Les Deux Orphelines (Orphans of the Storm)
D.W. Griffith (1921)
Les deux orphelines est un grand cru du maître de la fresque historique lyrique et grandiloquente. Comme dans Naissance d'une nation et Intolérance il mêle avec bonheur la petite et la grande Histoire. La petite histoire est celle des sœurs Girard, Louise et Henriette interprétées par deux véritables sœurs, Lilian et Dorothy Gish. Louise, enfant trouvée est élevée avec Henriette jusqu'à la mort de leurs parents. Elle-même est frappée de cécité. Ce n'est que le début de leur martyre. Comme le titre en VO (Orphans of The Storm) l'annonce, elles sont prises dans la tempête d'une période tourmentée qui sied bien à Griffith: la fin de l'Ancien Régime et la Révolution française. Celui-ci en profite pour faire passer un message idéologique à la nation américaine. Il renvoie dos à dos la monarchie présentée comme une tyrannie et la Terreur, "anarchiste et bolchévique." La révolution américaine a libéré un peuple d'une monarchie despotique, celle de l'Angleterre. Mais Griffith met en garde les américains contre une autre révolution, celle de 1917 en Russie qui a débouché sur une guerre civile qui ne s'achève qu'en 1921 soit au moment de la sortie du film. Cette vision orientée explique l'absence des autres périodes de la Révolution, de l'entourage du roi (on ne voit pas Marie-Antoinette par exemple), la mise en avant de Lafayette et le manichéisme simplificateur du couple Danton-Robespierre. Le premier est présenté comme un champion de la justice et de la liberté, un indulgent de la première heure alors que le second est un tyran fourbe assoiffé de sang. Danton est américain et Robespierre...russe.

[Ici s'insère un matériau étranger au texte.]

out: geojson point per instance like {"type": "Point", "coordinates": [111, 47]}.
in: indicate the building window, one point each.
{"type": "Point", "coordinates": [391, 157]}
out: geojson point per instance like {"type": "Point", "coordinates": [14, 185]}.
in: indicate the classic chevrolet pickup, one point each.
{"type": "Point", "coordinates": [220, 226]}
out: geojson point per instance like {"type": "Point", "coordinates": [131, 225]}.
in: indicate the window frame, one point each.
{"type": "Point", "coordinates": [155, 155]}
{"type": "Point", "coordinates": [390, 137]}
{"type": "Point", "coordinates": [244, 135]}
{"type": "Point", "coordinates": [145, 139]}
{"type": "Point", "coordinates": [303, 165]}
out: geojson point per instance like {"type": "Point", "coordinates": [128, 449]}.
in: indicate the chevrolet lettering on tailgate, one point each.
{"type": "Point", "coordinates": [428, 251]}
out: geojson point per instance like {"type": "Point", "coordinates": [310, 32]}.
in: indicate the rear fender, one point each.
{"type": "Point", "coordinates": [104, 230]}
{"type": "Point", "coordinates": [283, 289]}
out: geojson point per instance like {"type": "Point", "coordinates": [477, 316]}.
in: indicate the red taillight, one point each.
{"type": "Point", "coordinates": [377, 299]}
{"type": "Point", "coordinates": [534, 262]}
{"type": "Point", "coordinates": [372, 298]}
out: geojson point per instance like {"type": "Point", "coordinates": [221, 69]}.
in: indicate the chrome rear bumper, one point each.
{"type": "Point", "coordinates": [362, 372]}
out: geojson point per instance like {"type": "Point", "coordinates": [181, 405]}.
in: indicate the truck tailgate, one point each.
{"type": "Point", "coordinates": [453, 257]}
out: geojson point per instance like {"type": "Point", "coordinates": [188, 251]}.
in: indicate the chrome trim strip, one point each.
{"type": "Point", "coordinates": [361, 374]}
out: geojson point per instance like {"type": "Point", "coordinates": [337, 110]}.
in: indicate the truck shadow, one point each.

La tendance de Griffith à confondre Histoire et propagande se marie à l'efficacité des procédés employés pour susciter l'adhésion. Le récit est haletant de bout en bout, utilisant toutes les ficelles du mélodrame avec une maîtrise impressionnante du récit et de son tempo. Griffith nous présente une multitude de personnages en soulignant leur rôle à venir dans l'histoire. Par la suite il utilise les flashbacks comme piqûre de rappel si bien que le spectateur n'est jamais perdu. Chacun d'eux est une pièce du puzzle qui s'avère déterminante dans l'histoire. De même l'utilisation du montage alterné dramatise l'action au maximum. La marche d'Henriette à l'échafaud se combine avec une chevauchée endiablée de Danton et ses révolutionnaires pour la sauver. On pense à la fin de Naissance d'une nation qui utilisait le même procédé.